Low calorie diets (LCD:800-1200 calories a day) and very low calorie diets (VLCD:400-800 calories a day) are niche and are often prescribed by healthcare professionals to patients suffering from clinical obesity.
They contain regular food ingredients, such as vegetables, soya, milk, fat and pasta in dried form.
Amid growing levels of obesity, and the financial strain on healthcare providers of meeting this challenge, the European Commission called on the European Foods Standards Agency (EFSA) to produce a report to help it decide on how best to regulate such low-calorie diets across the EU. Regulators thought the previous guidance had become outdated.
While the EFSA report was welcomed by the pan European group, Specialised Nutrition European (SNE), saying it could help "tackle the societal challenges of obesity," the VLCD industry group- whose LCD and VLCD members operate across Europe-has warned the new legislation could prove disastrous for its members and consumers.
Essential that rules are looked at again
Speaking to NuraIngredients, professor Anthony Leeds, medical director of the VLCD Industry Group, said the VLCD industry "could fold" and it was "essential that these rules are looked at again and that a compromise is reached in order to ensure the continued existence of these vital products."

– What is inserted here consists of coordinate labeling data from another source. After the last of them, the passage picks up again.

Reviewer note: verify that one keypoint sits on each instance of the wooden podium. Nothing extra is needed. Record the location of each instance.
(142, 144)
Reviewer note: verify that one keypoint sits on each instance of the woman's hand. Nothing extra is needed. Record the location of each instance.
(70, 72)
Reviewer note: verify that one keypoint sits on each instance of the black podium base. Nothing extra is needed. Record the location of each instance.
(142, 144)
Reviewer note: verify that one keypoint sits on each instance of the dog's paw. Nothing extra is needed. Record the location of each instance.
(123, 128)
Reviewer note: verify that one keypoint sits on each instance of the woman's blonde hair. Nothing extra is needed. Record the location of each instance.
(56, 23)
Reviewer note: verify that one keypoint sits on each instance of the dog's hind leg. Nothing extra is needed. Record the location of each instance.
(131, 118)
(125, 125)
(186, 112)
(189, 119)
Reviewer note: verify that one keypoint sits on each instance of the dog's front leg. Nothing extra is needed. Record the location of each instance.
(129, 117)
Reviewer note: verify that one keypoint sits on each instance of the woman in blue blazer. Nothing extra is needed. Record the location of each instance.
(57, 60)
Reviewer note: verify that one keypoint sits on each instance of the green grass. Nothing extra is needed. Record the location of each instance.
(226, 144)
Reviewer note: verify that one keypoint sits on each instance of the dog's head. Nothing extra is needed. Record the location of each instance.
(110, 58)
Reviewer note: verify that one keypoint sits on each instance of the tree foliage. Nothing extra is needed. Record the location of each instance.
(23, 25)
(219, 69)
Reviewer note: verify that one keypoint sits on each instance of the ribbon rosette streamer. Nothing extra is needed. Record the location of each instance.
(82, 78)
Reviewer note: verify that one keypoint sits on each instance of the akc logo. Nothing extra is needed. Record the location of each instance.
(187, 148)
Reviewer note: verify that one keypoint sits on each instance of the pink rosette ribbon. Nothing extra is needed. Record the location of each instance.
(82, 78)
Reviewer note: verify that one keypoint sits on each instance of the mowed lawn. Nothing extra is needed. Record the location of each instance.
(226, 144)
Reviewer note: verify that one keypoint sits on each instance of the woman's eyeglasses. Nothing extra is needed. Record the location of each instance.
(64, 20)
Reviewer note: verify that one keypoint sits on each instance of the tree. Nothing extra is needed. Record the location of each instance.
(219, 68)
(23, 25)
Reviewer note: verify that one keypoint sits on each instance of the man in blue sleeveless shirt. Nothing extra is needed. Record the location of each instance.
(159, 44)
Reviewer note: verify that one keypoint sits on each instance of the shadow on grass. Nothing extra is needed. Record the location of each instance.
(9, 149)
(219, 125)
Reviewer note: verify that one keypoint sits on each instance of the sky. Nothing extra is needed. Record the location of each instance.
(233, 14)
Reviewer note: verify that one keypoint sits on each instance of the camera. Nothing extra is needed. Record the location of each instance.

“This proposed new legislation is going to have catastrophic effects on ordinary consumers simply wanting to manage their weight loss,” Dr Leeds told us.
Despite the plea, time is running out, as the proposals are set to be rubber stamped by the European parliament in the coming months, thus becoming law.
Should the VLCD Industry Group’s dire prediction come true then the fortunes of leading companies in this field such as Nestlé, Cambridge Weight Plan and Lightlife, could take a tumble.
The VLCD Industry Group’s argument is centred on new rules on composition which it argues would make diets "very difficult to manufacture" and would "taste unpleasant, have an unappealing texture, go off quite quickly and be much more expensive for consumers."
Protein levels too high
For example, Dr Leeds points to new rules demanding that diet replacement regimes should contain a minimum of 75 grams (g) of protein, compared to previous demands of 50g.
“The evidence that you need these higher amounts of protein is not that strong,” he told us.
The trade body is also unhappy about new demands on levels of essential fatty acids (11g for linoleic acids and 1.4g for alpha linoleic) and says overall the new demands will lead to "a sharp increase in production costs."
A further point of contention, according to Dr Leeds, is that the original EFSA document was not put out for consultation before being submitted to the European Commission.
The VLCD Industry Group is now calling on MEPs to reject the proposals and has put forward a compromise agreement, which would include a 60g minimum level of protein and a 6g minimum level of linoleic acids and 0.7g minimum level of alpha linoleic.
It argues the compromise agreement would provide "high consumer protection" whilst "addressing manufacturers’ food technological problems."